Он вернулся к спящей, раскинувшейся на постели Лене, поцеловал ее и прижал к себе. Во сне она вдруг, почуяв его, уцепилась тонкими руками за его плечи и, не открывая глаз, зарылась лицом ему в грудь, да так страстно, жарко, что он чуть не застонал от счастья. Она бесконечно доверяла ему, доверяла, а он, подлый, закодировал ее почтовый ящик и украл телефон…
Глава 14
Он и сам не понял, как могло случиться, что последние два его дома, над которыми он работал, удивительным образом напоминали своей мрачностью монастырь или тюрьму. Красно-бело-коричневые стены, минимум окон, да и те узкие, невыразительные (разве что два, симметрично расположенные в огромном охотничьем зале, украшены богатыми витражами), чугунные ворота и дубовая дверь.
Такой дом – его мечта. Дом-крепость. Дом, куда бы он мог спрятаться от всех своих кошмаров, от чувства вины и постоянного страха перед разоблачением.

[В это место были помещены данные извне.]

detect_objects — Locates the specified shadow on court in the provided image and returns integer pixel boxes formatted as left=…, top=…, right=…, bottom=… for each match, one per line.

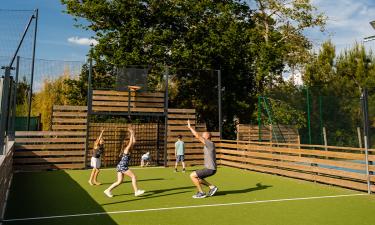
left=102, top=186, right=194, bottom=205
left=102, top=177, right=165, bottom=185
left=5, top=170, right=117, bottom=225
left=215, top=183, right=272, bottom=196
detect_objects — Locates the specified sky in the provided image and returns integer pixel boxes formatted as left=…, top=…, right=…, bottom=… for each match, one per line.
left=0, top=0, right=375, bottom=61
left=0, top=0, right=94, bottom=61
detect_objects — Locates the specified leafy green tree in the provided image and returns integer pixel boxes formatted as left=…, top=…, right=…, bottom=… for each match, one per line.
left=61, top=0, right=323, bottom=138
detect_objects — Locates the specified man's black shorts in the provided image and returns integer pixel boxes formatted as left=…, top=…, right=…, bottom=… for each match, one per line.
left=195, top=169, right=216, bottom=179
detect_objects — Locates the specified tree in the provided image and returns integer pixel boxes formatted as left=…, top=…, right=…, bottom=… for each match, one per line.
left=252, top=0, right=327, bottom=74
left=61, top=0, right=326, bottom=137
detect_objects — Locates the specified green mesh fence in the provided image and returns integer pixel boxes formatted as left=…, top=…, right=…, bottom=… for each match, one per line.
left=258, top=87, right=362, bottom=147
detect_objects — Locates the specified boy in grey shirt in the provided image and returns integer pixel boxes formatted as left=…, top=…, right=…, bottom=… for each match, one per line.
left=174, top=135, right=185, bottom=173
left=188, top=120, right=218, bottom=198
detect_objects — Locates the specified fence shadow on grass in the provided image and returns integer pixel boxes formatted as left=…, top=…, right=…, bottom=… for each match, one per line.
left=102, top=186, right=194, bottom=205
left=215, top=183, right=272, bottom=196
left=5, top=170, right=117, bottom=225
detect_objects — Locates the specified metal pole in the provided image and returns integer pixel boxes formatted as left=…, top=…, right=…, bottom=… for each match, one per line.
left=217, top=70, right=223, bottom=139
left=9, top=12, right=35, bottom=67
left=357, top=127, right=362, bottom=148
left=258, top=96, right=262, bottom=142
left=361, top=89, right=371, bottom=194
left=0, top=67, right=11, bottom=155
left=323, top=127, right=328, bottom=151
left=319, top=95, right=327, bottom=144
left=306, top=87, right=311, bottom=145
left=11, top=56, right=20, bottom=140
left=164, top=67, right=169, bottom=167
left=27, top=9, right=39, bottom=130
left=84, top=57, right=92, bottom=169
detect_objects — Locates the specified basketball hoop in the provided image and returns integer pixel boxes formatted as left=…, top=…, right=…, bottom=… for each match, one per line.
left=128, top=85, right=142, bottom=92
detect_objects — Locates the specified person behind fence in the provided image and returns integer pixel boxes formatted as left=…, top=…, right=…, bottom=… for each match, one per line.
left=104, top=127, right=145, bottom=198
left=187, top=120, right=218, bottom=198
left=89, top=130, right=104, bottom=185
left=141, top=152, right=151, bottom=167
left=174, top=135, right=185, bottom=173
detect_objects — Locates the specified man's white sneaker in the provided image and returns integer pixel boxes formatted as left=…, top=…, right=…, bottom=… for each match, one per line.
left=104, top=190, right=113, bottom=198
left=134, top=190, right=145, bottom=196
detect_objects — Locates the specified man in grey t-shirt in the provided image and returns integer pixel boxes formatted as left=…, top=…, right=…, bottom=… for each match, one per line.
left=188, top=120, right=218, bottom=198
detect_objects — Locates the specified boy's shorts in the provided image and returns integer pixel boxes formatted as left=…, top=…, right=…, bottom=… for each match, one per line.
left=116, top=155, right=130, bottom=173
left=90, top=157, right=102, bottom=169
left=176, top=155, right=185, bottom=162
left=195, top=168, right=216, bottom=179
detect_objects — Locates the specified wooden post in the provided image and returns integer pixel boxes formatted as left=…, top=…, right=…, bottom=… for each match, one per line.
left=323, top=127, right=328, bottom=151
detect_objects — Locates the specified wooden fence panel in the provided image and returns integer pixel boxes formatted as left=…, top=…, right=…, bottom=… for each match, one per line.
left=236, top=124, right=300, bottom=144
left=0, top=142, right=14, bottom=219
left=218, top=140, right=375, bottom=191
left=92, top=90, right=165, bottom=113
left=51, top=105, right=87, bottom=131
left=13, top=131, right=86, bottom=171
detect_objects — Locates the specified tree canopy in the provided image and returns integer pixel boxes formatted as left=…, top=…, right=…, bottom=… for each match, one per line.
left=61, top=0, right=325, bottom=137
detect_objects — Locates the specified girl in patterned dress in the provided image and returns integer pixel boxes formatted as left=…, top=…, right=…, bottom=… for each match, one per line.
left=104, top=128, right=145, bottom=198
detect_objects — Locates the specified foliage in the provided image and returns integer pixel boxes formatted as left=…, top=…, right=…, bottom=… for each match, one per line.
left=32, top=76, right=69, bottom=130
left=61, top=0, right=324, bottom=138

Вот уже почти год Дмитрий Бессонов живет с женщиной, один вид которой все чаще и чаще вызывал у него стойкое желание сбежать (сбежать ли?), спрятаться от нее куда-нибудь подальше, чтобы только не видеть ее (одна ложь наезжает на другую, как автомобили в тумане), не слышать ее тихого, лишенного каких-либо эмоций голоса. Сразу же после того памятного дня, когда они уговорились хранить его страшную тайну, связанную с его манией членовредительства, Оля со свойственной ей деловитостью и практичностью, а также хозяйственностью и проворностью (он одинаково не переносил в женщинах ни одного из этих качеств), распоряжаясь его средствами, принялась вить добротное, просторное, безвкусное, но очень удобное гнездо, куда привезла и поселила на веки вечные своего трехлетнего птенца – некрасивого, с испуганными карими глазами толстого молчуна. Густые брови и насупленный взгляд делали его похожим на неуклюжего и недоверчивого медвежонка, осторожно, перебежками перемещавшегося по их большой квартире и постепенно осваивавшего детскую технику – велосипед, самокат, маленький синий, сверкающий при электрическом свете дорогой люстры автомобиль. Его мамаша же, не в пример скованному в движениях и освоении нового для него пространства малышу, очень даже быстро свыклась с тем, что теперь она для двоих своих мужчин – самая главная, а потому с мнением ее следует считаться.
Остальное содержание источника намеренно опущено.